The First Perso-Turkic War was fought during 588–589 between the Sasanian Empire and Hephthalite principalities and its lord the Göktürks. The conflict started with the invasion of the Sasanian Empire by the Turks and ended with a decisive Sasanian victory and the reconquest of lost lands.

Background 
In 557, Khosrow I (), the king (shah) of the Sasanian Empire, who had greatly increased the authority of his empire, decided to put an end to the Hephthalite Empire domination over Central Asia. He thus allied with the Göktürks in order to defeat the Hephthalites.
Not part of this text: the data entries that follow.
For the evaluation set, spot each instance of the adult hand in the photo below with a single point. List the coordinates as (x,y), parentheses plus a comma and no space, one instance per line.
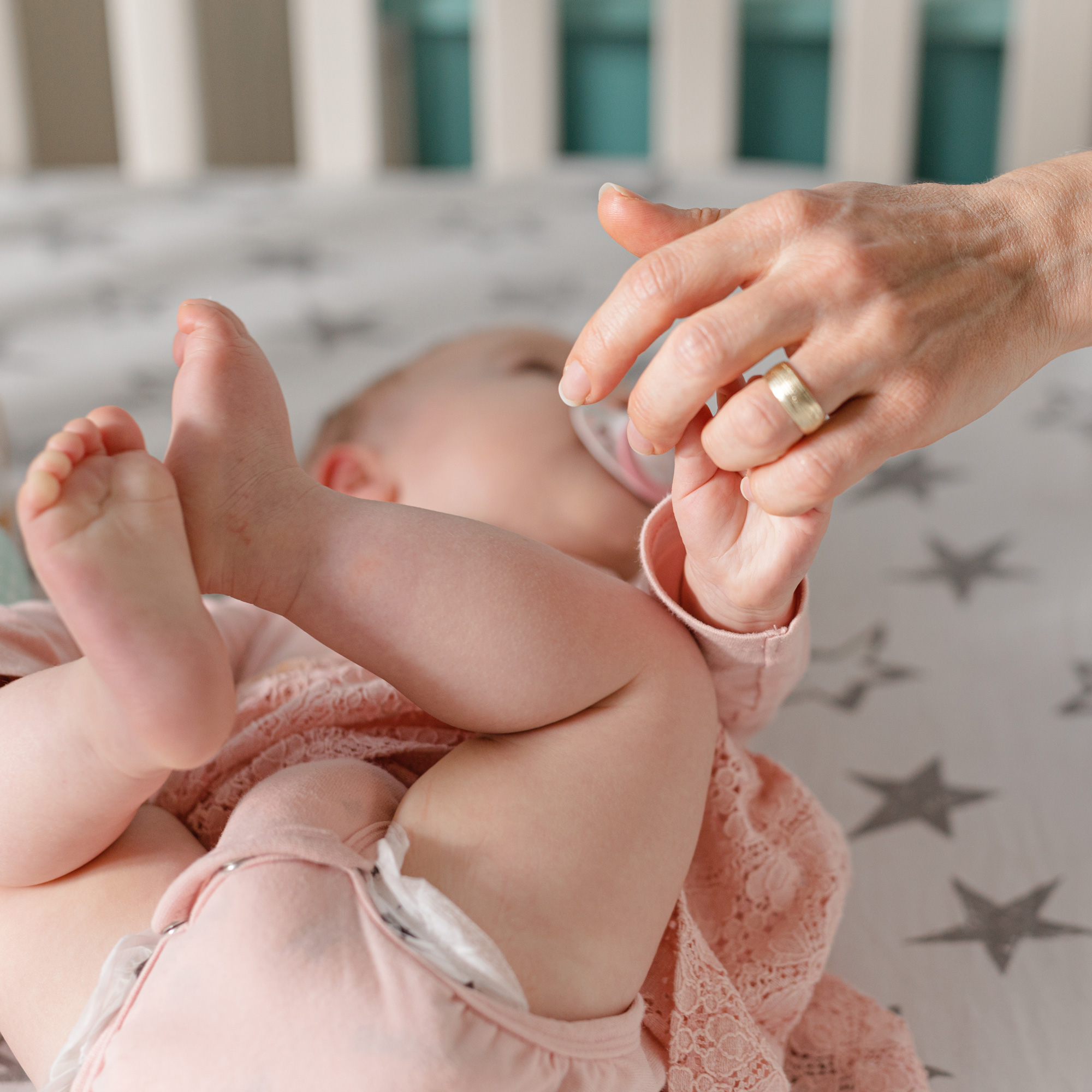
(907,311)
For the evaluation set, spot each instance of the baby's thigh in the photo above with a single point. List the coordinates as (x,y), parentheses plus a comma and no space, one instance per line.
(569,845)
(55,937)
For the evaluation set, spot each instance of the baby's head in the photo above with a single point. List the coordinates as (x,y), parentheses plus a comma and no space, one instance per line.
(476,429)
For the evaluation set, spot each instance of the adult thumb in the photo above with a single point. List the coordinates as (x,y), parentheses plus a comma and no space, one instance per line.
(642,227)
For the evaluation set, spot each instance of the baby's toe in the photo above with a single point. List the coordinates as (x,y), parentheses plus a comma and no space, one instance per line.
(89,432)
(54,462)
(120,432)
(68,444)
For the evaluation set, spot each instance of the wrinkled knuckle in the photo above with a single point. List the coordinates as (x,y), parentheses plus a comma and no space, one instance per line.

The campaign was successful and the region north of the Oxus went to the Turks whilst the south came under Sasanian rule. An agreement was established between Khosrow I and the Turkic Khagan Istämi which set the Oxus as the frontier between the two empires. However, in 588, the Turkic Khagan Bagha Qaghan (known as Sabeh/Saba in Persian sources), together with his Hephthalite subjects, invaded the Sasanian territories south of the Oxus, where they attacked and routed the Sasanian soldiers stationed in Balkh, and then proceeded to conquer the city along with Talaqan, Badghis, and Herat.

The war 
In a council of war, Bahram was chosen to lead an army against them and was given the governorship of Khorasan. Bahram's army supposedly consisted of 12,000 hand-picked horsemen. His army ambushed a large army of Turks and Hephthalites in April 588, at the Battle of Hyrcanian Rock, and again in 589, re-conquering Balkh, where Bahram captured the Turkic treasury and the golden throne of the Khagan. He then proceeded to cross the Oxus river and won a decisive victory over the Turks, personally killing Bagha Qaghan with an arrowshot. He managed to reach as far as Baykand, near Bukhara, and also contain an attack by the son of the deceased Khagan, Birmudha, whom Bahram had captured and sent to the Sasanian capital of Ctesiphon. Birmudha was well received there, and was forty days later sent back to Bahram with the order that the Turkic prince should get sent back to Transoxiana. The Sasanians now held suzerainty over the Sogdian cities of Chach and Samarkand, where Hormizd minted coins.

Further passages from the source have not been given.